Wow, that's a name I haven't heard in 20+ years. We used CodeWarrior Pro for my Pascal class at a local community college that I took during high school, because my high school was so small, I literally ran out of classes to take by senior year, so I had to take a programming course at a CC that was 10 miles away. Had to get a waiver to leave school before noon to go to the class because state policy was that students can't be released from school before noon, and because all my classes (all 3 of them) were over by 11:30.

> could smoke himself into the Zone like nobody's business

Can you elaborate on this?

Smoking weed to get into the proverbial, "flow" state.
What is the Ballmer Peak[0] equivalent for weed?

[0] https://xkcd.com/323/

The Snoop Summit
Also take a look at the marvelous table-based design of the app website: http://rangelreale.github.io/htmlbutcher/index.html
I would have paid a lot of money for that back in the pre-CSS days, assuming it worked well. Was it purely image-based or could it recognize when an area could be rendered without using an image (like a single color zone/etc.)?
You could select a kind for each cell, "None" would not generate an image, and you could select a cell color or html tags. It could also be "Image" or "Mask", with Mask being an inner table within a cell.

You can see this on the main screenshot on the website: http://rangelreale.github.io/htmlbutcher/index.html

That’s cool. Everything about the design fills me with nostalgia and takes me to the good old days of the Micro ISV, the Joel on Software forums, and my own, now unsuccessful, plans for world domination.
I'm a little confused. That feature has been built into Photoshop since at least CS1 (2003), maybe earlier.

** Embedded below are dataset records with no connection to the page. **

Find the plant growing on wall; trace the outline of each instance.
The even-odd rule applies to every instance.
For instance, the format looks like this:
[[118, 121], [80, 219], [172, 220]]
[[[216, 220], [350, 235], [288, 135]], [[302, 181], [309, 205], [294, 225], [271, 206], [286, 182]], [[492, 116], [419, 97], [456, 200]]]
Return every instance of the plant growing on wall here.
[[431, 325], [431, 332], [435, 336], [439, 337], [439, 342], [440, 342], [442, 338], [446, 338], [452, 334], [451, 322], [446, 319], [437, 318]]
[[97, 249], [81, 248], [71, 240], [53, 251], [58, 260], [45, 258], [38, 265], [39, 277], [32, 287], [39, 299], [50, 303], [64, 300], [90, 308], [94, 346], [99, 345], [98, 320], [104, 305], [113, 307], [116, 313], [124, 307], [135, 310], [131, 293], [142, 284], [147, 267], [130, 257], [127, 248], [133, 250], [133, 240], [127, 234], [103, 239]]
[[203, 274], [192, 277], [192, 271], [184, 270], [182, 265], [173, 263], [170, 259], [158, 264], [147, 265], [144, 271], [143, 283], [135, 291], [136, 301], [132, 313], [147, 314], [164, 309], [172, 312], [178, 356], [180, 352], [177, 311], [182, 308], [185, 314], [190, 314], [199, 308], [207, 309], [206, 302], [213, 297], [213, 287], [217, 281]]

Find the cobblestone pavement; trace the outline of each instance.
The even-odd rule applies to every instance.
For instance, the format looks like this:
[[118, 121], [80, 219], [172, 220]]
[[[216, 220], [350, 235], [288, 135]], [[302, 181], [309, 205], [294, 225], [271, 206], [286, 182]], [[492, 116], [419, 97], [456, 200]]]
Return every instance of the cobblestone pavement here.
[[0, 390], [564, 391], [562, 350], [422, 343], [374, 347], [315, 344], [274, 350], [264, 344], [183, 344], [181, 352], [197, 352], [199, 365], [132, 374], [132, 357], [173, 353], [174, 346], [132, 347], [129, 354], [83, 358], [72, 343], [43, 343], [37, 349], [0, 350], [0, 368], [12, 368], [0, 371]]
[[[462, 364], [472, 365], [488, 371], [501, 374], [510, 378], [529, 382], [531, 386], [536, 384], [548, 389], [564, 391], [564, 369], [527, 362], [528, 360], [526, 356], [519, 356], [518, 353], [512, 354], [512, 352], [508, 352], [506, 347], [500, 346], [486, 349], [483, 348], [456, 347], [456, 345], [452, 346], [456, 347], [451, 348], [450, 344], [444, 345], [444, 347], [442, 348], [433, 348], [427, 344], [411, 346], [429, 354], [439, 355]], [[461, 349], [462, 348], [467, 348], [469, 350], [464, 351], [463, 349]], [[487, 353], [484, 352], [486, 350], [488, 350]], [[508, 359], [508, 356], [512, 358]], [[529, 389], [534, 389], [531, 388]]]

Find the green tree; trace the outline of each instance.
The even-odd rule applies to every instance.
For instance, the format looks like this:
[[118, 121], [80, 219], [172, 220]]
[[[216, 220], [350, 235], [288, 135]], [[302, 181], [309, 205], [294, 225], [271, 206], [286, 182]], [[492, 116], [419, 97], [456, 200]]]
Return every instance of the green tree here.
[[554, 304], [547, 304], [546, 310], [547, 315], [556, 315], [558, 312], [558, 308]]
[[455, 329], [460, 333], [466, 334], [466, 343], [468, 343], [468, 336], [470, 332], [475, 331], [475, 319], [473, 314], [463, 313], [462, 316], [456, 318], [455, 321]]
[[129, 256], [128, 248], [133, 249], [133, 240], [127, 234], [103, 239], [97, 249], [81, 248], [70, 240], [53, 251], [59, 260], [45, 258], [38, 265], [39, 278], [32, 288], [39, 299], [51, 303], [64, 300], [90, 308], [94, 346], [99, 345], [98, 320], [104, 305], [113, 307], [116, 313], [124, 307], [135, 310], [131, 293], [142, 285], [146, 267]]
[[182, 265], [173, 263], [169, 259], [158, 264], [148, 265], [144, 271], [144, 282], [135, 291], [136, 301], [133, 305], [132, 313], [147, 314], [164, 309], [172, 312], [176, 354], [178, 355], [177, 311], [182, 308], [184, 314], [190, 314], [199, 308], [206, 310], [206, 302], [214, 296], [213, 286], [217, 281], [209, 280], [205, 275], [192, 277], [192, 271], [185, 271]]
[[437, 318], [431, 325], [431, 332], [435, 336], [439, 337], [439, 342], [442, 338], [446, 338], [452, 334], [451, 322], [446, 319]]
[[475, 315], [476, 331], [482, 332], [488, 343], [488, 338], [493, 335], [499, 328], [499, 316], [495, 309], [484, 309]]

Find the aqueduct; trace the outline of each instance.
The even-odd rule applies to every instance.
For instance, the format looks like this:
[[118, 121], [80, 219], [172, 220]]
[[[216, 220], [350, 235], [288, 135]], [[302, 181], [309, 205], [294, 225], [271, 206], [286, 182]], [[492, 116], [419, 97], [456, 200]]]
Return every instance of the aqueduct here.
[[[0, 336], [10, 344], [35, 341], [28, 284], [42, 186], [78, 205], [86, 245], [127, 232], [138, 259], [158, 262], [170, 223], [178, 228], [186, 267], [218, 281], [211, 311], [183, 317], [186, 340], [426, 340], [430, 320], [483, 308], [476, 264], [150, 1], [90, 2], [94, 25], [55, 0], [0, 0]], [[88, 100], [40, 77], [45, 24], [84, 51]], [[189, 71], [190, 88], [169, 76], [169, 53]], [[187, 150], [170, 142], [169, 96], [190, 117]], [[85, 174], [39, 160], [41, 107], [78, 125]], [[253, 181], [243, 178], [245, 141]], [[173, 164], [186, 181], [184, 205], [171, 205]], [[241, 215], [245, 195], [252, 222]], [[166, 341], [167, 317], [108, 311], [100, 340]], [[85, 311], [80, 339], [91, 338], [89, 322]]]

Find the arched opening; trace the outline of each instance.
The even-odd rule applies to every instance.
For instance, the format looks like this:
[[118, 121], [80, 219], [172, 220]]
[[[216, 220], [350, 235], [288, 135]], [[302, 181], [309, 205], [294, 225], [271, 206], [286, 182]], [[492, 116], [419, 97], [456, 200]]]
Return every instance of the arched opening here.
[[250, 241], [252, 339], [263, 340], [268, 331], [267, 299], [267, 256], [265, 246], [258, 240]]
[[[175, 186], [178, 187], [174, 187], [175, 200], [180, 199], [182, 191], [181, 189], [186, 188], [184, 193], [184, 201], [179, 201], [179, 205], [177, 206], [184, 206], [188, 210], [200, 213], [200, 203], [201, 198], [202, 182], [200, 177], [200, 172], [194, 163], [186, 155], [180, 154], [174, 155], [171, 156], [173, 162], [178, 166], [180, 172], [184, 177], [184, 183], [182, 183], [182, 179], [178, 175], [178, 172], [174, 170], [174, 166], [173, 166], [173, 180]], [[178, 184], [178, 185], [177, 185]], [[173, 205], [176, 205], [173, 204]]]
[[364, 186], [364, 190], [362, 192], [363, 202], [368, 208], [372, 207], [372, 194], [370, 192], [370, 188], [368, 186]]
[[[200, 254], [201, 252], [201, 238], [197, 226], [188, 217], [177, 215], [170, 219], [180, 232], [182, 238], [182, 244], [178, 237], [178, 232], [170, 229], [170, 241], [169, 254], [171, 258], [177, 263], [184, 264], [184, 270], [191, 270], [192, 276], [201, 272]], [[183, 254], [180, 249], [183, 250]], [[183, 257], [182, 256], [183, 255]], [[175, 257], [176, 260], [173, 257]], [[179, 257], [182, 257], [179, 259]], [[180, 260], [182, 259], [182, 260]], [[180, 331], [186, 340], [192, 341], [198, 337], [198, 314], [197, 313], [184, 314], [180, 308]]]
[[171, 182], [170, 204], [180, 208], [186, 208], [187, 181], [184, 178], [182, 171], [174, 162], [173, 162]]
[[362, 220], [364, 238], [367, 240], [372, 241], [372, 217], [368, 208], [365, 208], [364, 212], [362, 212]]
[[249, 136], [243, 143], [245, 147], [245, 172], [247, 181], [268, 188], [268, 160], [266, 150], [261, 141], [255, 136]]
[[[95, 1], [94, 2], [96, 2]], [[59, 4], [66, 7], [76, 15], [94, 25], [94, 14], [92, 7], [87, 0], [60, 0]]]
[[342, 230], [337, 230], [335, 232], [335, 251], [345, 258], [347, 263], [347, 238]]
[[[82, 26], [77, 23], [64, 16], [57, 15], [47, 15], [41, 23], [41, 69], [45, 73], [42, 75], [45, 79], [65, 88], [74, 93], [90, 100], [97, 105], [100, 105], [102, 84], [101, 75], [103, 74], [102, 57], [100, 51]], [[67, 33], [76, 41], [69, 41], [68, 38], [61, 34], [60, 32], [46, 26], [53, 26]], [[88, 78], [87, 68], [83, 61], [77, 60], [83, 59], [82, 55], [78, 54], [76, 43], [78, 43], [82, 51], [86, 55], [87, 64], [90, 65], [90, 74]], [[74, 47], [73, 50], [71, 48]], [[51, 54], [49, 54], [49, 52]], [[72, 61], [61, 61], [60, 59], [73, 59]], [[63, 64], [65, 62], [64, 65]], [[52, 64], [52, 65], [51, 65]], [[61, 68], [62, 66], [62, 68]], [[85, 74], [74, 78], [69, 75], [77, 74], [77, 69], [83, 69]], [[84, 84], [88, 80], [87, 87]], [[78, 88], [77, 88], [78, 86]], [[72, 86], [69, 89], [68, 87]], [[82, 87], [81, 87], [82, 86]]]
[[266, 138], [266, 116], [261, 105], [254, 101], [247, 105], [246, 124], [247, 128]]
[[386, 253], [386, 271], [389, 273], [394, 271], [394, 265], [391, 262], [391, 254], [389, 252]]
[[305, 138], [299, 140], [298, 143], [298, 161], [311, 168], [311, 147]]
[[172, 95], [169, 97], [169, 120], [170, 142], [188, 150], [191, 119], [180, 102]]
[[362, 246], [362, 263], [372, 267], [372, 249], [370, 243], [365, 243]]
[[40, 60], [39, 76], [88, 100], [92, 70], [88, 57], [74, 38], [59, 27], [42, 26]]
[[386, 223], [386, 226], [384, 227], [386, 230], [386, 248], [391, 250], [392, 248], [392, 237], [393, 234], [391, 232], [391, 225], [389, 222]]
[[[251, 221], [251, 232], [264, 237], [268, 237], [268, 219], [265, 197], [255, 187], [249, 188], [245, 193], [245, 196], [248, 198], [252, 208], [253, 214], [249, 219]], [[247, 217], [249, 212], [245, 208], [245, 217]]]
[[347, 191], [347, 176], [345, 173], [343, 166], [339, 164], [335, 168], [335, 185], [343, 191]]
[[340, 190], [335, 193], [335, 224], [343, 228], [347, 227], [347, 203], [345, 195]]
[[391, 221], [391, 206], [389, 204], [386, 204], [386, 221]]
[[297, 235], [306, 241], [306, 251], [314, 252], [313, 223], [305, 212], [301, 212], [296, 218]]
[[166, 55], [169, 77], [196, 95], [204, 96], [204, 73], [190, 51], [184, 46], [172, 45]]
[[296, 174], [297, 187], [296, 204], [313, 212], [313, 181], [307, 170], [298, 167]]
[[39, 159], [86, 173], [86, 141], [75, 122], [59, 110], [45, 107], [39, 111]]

https://helpx.adobe.com/photoshop/using/slicing-web-pages.ht...

That's where you start. But to make it responsive it takes more work. If I remember..

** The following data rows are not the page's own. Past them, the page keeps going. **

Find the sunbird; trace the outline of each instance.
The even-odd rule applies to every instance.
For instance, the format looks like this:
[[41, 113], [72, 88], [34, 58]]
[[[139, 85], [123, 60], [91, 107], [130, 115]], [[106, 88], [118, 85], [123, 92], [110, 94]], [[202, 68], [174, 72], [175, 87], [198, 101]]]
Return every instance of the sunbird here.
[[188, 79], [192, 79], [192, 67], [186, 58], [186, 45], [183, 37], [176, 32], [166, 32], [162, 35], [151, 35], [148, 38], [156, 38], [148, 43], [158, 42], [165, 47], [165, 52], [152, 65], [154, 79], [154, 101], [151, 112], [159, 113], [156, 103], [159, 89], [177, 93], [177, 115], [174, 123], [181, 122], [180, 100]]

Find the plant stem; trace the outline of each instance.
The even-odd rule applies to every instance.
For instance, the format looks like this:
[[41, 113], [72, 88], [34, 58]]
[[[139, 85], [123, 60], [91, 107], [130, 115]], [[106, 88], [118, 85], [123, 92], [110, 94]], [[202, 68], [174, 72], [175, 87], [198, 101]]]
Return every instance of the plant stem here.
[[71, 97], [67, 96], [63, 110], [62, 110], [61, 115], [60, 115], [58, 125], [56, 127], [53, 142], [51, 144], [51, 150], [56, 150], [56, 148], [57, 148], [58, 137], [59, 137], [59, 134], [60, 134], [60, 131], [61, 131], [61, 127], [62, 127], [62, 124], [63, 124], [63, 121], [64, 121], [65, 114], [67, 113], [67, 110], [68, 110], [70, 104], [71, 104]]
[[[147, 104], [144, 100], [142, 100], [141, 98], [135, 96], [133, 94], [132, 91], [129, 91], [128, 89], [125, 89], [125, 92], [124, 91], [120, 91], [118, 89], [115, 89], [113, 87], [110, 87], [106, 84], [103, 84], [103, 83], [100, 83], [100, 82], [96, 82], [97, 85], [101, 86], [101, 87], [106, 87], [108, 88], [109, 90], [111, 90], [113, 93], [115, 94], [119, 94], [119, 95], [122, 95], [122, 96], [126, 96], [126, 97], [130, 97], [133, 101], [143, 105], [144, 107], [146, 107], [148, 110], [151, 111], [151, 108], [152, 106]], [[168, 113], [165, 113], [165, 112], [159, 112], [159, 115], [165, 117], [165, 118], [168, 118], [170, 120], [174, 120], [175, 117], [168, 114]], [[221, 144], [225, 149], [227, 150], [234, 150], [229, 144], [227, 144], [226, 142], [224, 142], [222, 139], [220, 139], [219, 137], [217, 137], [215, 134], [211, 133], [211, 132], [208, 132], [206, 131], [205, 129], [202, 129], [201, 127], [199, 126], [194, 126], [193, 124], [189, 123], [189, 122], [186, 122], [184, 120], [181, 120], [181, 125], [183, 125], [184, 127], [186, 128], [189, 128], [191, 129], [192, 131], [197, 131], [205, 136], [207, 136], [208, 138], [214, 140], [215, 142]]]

For a 9x9 basic table grid you would set the width 100% of the top and bottom image do the opposite for the sides and fix the corners. All of these tricks involved choosing designs that could work.

It would have been a tool I would have liked.

Also webdesigners loved to change the layout mid-project and it was a big hassle to migrate the slicing from one PSD to another.

Not counting that some websites had dozens of PSD files, it was a pain.

It never worked well. The html was full of issues and the kind of image slicing was for backwards compatibility with email clients. However PS did have a way to write scripts with JS and extend or even change the HTML generation.
Photoshop had a kind of high price point just for cutting up images.
Can you share the name of the Digitalsignage company? I am in market for such a solution
I made a plugin for photoshop around 2010 to do the exact same thing. It has a slicer tool, and an API for it, so spitting out HTML was easy, but just used it as an internal tool for one of my first web dev jobs.
I would have used this in ~2005. Seems like you were just slightly late to market. CS2's built in tool to slice PSD -> HTML kind of sucked and required a lot of post-processing work.
Apart from the table based design, did you feel any competition from services like CSSilize? Was it difficult add support for the DIV based design?
I added and AP tablebless (absolute positioning) option, but this was only simulating tables with CSS. People stopped using large and sliced images with CSS, so it wasn't worth it.